Coca-Cola (KO) and Pepsi (PEP) is a good example as they are both in the same market segment and are both likely to be affected by the same events (e.g. increase of price of corn syrup).

In [10]:
start = datetime(1997, 1, 1, 0, 0, 0, 0, pytz.utc)
end = datetime(1998, 6, 1, 0, 0, 0, 0, pytz.utc)
data = zp.utils.factory.load_from_yahoo(stocks=['PEP', 'KO'], indexes={},
                                        start=start, end=end, adjusted=True)
PEP
KO

The idea is that while neither stock price is mean-reverting, a linear combination of them will be.

In [11]:
data[['PEP', 'KO']].plot()
plt.ylabel('price')

plt.figure()
integrated = data.PEP - data.KO
integrated.plot()
plt.ylabel('combined price')
plt.axhline(integrated.mean())
Out[11]:
<matplotlib.lines.Line2D at 0xeb3fe6c>
In [12]:
plt.plot(data.PEP, data.KO, 'x')
plt.xlabel('PEP')
plt.ylabel('KO')
Out[12]:
<matplotlib.text.Text at 0xdc2898c>

Normally, we'd run a statistical test for cointegration like the Dickey-Fuller test but we'll skip this here.

Idea of the strategy

Now, we can exploit this mean-reversion property of the integrated series as follows: Assume that PEP and KO drift apart, as they do Nov 1997. If we assume that they are mean-reverting we expect this gap to close again as the stocks prices come back together (which they do by Jan 1998). In other words, during this time where the spread is large, we think that PEP is overvalued, while KO is undervalued. We thus short PEP with the expectation that it will go down, and long KO under the expectation that it will go up.

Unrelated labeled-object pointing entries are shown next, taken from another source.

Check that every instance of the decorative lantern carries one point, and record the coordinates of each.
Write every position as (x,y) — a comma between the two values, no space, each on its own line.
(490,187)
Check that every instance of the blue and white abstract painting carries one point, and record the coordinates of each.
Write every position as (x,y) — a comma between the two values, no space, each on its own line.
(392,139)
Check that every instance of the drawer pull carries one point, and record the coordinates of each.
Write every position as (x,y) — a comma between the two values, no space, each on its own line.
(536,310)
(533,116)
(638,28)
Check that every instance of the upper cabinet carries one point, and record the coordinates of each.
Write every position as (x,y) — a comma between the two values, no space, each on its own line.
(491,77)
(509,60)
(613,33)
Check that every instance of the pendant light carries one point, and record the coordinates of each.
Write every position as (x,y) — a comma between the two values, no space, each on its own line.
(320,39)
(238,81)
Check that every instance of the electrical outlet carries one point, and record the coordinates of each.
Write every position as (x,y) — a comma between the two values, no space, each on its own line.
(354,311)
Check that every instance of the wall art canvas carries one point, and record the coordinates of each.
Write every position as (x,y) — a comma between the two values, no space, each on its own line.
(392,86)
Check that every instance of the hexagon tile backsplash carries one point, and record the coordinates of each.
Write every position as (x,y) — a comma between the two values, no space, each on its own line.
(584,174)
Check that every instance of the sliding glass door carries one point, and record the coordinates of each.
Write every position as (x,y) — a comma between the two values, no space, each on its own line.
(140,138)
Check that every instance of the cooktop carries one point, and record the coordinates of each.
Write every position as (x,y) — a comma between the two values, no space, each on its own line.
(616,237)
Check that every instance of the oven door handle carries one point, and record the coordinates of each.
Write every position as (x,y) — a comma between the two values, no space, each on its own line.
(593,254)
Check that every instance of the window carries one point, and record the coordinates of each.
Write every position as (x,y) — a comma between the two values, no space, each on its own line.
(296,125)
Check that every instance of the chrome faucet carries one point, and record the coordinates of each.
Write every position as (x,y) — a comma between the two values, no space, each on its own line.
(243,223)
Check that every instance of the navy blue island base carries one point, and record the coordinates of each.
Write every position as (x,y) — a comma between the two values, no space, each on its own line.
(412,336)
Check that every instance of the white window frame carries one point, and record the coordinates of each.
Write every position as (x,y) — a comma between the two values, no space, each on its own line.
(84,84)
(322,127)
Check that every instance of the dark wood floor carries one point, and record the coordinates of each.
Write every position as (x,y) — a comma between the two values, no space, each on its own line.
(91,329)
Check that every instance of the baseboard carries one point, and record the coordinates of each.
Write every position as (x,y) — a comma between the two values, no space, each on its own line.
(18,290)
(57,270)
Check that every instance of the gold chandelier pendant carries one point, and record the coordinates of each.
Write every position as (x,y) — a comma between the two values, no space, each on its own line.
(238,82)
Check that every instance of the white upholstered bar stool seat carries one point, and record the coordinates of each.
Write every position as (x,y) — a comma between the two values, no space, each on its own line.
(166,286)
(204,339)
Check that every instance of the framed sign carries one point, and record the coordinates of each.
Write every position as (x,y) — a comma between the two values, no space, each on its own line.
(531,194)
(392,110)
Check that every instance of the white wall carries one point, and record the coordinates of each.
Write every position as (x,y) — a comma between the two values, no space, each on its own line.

Estimating the regression coefficients

In this particular example it seems we can just subtract them but in reality it might be that the correlation is not 1. In our algorithm we thus estimate the regression between them in order to create a mean-reverting series using scipy.stats.linregress(price1, price2).

BatchTransform

However, Zipline is designed in such a way that we ever only have access to the current price. We thus need a window of past events. The batch_transform gives us this functionality. It is a decorator for a function which will, behind the scenes, aggregate the data and pass a pandas Panel (a 3D DataFrame) into our a function.

In [13]:
# Warning: This algorithm is written to illustrate the core idea of pairtrading. 
# In reality, however, there are many more details we have to consider to make
# this actually work.

from zipline.transforms import batch_transform
from scipy import stats

@batch_transform
def regression_transform(data):
    """Computes regression coefficient (slope and intercept)
    via Ordinary Least Squares between two SIDs.
    """
    # data is now an array containg all past events up until now
    pep_price = data.price['PEP']
    ko_price = data.price['KO']
    slope, intercept, _, _, _ = stats.linregress(pep_price, ko_price)

    return intercept, slope


class Pairtrade(zp.TradingAlgorithm):
    """Pairtrading relies on cointegration of two stocks.

    The expectation is that once the two stocks drifted apart
    (i.e. there is spread), they will eventually revert again. Thus,
    if we short the upward drifting stock and long the downward
    drifting stock (in short, we buy the spread) once the spread
    widened we can sell the spread with profit once they converged
    again. A nice property of this algorithm is that we enter the
    market in a neutral position.

    This specific algorithm tries to exploit the cointegration of
    Pepsi and Coca Cola by estimating the correlation between the
    two. Divergence of the spread is evaluated by z-scoring.
    """

    def initialize(self, window_length=100):
        self.set_slippage(FixedSlippage())
        self.invested = False
        self.regression_transform = regression_transform(refresh_period=500,
                                                         window_length=window_length)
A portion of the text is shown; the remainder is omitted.